DERBY E MICROFRATTURA
La prima data è il 26 gennaio 2020. Dopo un girone d’andata giocato su livelli ottimi, Pau Lopez è crollato. L’acquisto del portiere spagnolo in estate era stato oneroso, ma le sue prestazioni fino alla fine di gennaio sono state ottime. Nessuno perciò metteva in dubbio la bontà delle sue qualità. Poi il derby. Il primo vero errore clamoroso della sua avventura romana, avvenuto nella partita dove ogni errore viene ricordato in eterno. Ma un errore non può compromettere un’intera stagione o, peggio ancora, una carriera. Il peso dello sbaglio ha minato ogni certezza di Pau Lopez, che da quella partita ha perso la sicurezza di uscire dai pali ma anche quella di giocare con i piedi, caratteristica che ha spinto la Roma a investire su di lui per impostare il gioco dal basso.
Poi c’è il 13 maggio come ulteriore turning point dell’annata. Dopo due settimane di allenamento individuale post lockdown, lo spagnolo ha riportato una microfrattura al polso sinistro che ne ha causato uno stop di quasi un mese. Nessuna operazione, solo una terapia conservativa che lo ha portato a perdere le prime tre partite dopo lo stop da Coronavirus. Poi il rientro e la stabile titolarità che lo ha accompagnato sino all’ultima gara: quella d’Europa League contro il Siviglia.
DEMERITI
E se la partita contro il Siviglia è stata l’ultima della Roma della scorsa stagione, di sicuro parte dei demeriti sono anche di Pau. Attenzione: parte dei demeriti non vuol dire che è stata tutta colpa delle sue non parate – anche se di sicuro se avesse evitato il vantaggio del Siviglia sul tiro prevedibile di Reguilón sarebbe stato meglio.
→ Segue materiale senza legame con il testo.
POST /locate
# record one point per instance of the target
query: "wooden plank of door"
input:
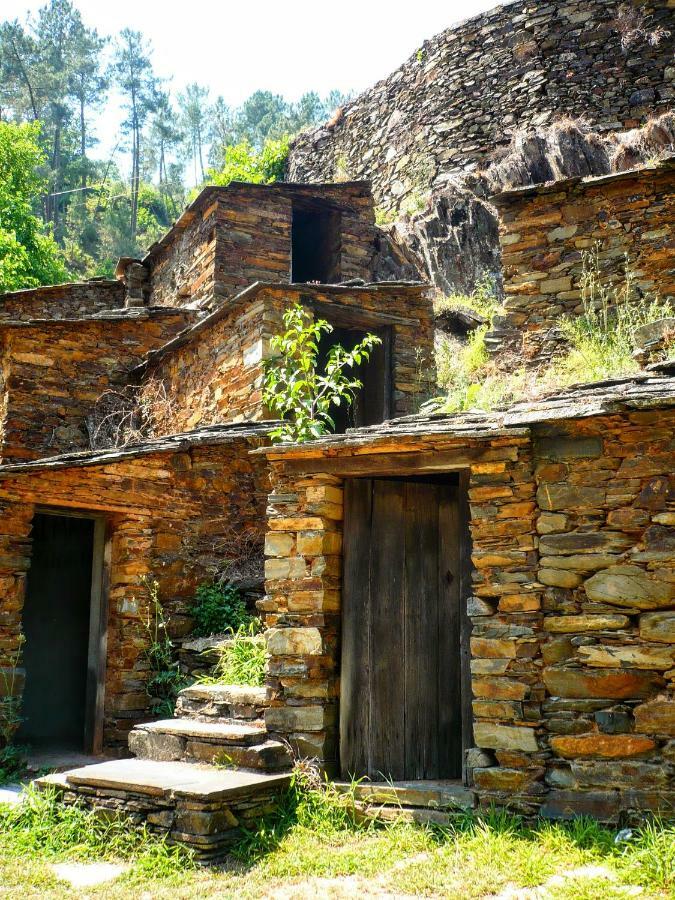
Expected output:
(387, 644)
(421, 631)
(449, 669)
(355, 665)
E gli errori contro gli spagnoli non sono stati gli unici del suo finale di stagione. Nonostante la titolarità, difatti, Pau Lopez non ha mai più riacquistato il livello di gioco che lo ha accompagnato fino al derby. E nemmeno quello prima dell’infortunio al polso. Una combinazione di problemi tecnici, fisici e mentali che lo hanno portato a scivolare sempre più giù. Esemplare in tal senso l’amichevole giocata contro il Cagliari appena un paio di settimane fa: incertezza nelle uscite, nel giocare il pallone e nel dirigere la difesa.
Tanto che alla domanda in conferenza pre Hellas Verona – Roma “Punta ancora su Pau Lopez o giocherà Mirante?”,la risposta è stata nebulosa: “Domani vediamo”.
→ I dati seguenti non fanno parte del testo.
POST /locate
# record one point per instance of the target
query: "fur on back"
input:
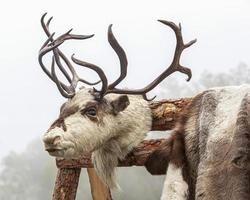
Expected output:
(214, 154)
(130, 128)
(217, 144)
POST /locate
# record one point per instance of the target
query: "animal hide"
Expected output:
(216, 147)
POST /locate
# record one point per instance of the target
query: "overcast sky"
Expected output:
(30, 101)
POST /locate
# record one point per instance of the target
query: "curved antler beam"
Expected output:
(122, 57)
(175, 65)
E il domani ha portato il nome di Antonio Mirante. 37 anni sulla carta d’identità e una solidità di base che ad oggi lo rende il portiere titolare della Roma. Niente di eccessivo, l’ex Parma, solo un’essenzialità di vitale importanza per i giallorossi. Mai una parola fuori posto, una costanza esemplare, discreto utilizzo dei piedi e riflessi salvifici. La normalità che si era persa con Pau.
E ORA?
Al netto di tutto ciò, però, c’è un discorso più profondo che va affrontato. Ora che si fa? Il rischio concreto è quello di perdere definitivamente Pau Lopez, portiere di 25 anni – 12 in meno di Mirante – nonché il più pagato della storia romanista. Ma se da una parte si rischia di svalutare totalmente il giocatore, dall’altra insistendo con lui in porta il rischio molto più concreto è quello di avere meno certezze e, banalmente, si alza la probabilità di subire gol.
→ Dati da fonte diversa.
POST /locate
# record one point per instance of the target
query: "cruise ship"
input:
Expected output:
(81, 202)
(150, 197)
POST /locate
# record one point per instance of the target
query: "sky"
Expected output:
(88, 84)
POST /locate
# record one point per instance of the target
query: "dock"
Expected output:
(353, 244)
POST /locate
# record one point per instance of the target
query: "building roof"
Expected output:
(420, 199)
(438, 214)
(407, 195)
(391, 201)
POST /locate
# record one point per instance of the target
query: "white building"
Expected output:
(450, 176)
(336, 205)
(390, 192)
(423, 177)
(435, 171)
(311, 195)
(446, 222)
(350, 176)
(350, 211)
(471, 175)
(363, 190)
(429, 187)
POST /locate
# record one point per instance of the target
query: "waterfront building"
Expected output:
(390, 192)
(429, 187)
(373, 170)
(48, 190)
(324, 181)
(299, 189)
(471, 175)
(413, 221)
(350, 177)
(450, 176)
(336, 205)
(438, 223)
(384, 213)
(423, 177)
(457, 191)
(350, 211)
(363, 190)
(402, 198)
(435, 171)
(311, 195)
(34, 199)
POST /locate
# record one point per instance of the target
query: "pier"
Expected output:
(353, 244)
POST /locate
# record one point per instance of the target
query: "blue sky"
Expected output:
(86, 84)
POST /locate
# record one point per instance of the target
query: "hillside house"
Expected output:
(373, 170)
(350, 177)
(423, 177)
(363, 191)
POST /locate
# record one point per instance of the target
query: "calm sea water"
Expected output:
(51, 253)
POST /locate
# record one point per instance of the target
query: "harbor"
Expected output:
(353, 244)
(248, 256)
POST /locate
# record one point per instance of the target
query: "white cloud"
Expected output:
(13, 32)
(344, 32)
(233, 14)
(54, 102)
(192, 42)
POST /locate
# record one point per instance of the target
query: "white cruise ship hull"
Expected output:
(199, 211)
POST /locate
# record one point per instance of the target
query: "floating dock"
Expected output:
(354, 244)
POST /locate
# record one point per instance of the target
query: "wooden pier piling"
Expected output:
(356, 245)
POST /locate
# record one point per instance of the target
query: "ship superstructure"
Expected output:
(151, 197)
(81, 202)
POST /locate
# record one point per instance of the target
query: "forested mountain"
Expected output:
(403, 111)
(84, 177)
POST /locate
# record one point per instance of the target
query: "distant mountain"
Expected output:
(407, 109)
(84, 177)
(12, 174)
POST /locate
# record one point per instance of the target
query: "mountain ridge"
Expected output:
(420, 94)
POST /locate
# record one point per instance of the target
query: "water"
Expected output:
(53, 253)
Inoltre le vie del mercato ad oggi sembrano bloccate, perché i sondaggi che nel mese di agosto si erano materializzati da squadre estere per l’estremo difensore non si sono trasformati in trattative. Quasi tutte le squadre ora hanno sia primo che secondo portiere e perciò è utopia pensare di piazzarlo entro il 5 ottobre. Bisogna anche pensare che il suo peso a bilancio è troppo elevato rispetto al suo valore attuale.
L’unica via percorribile perciò è quella di affidare le chiavi della porta a Mirante. Sperando che dietro alla sua ombra Pau Lopez smarrisca paure e incertezze.
E ritrovi se stesso.
Il portiere che la Roma ha deciso di acquistare soltanto la scorsa estate.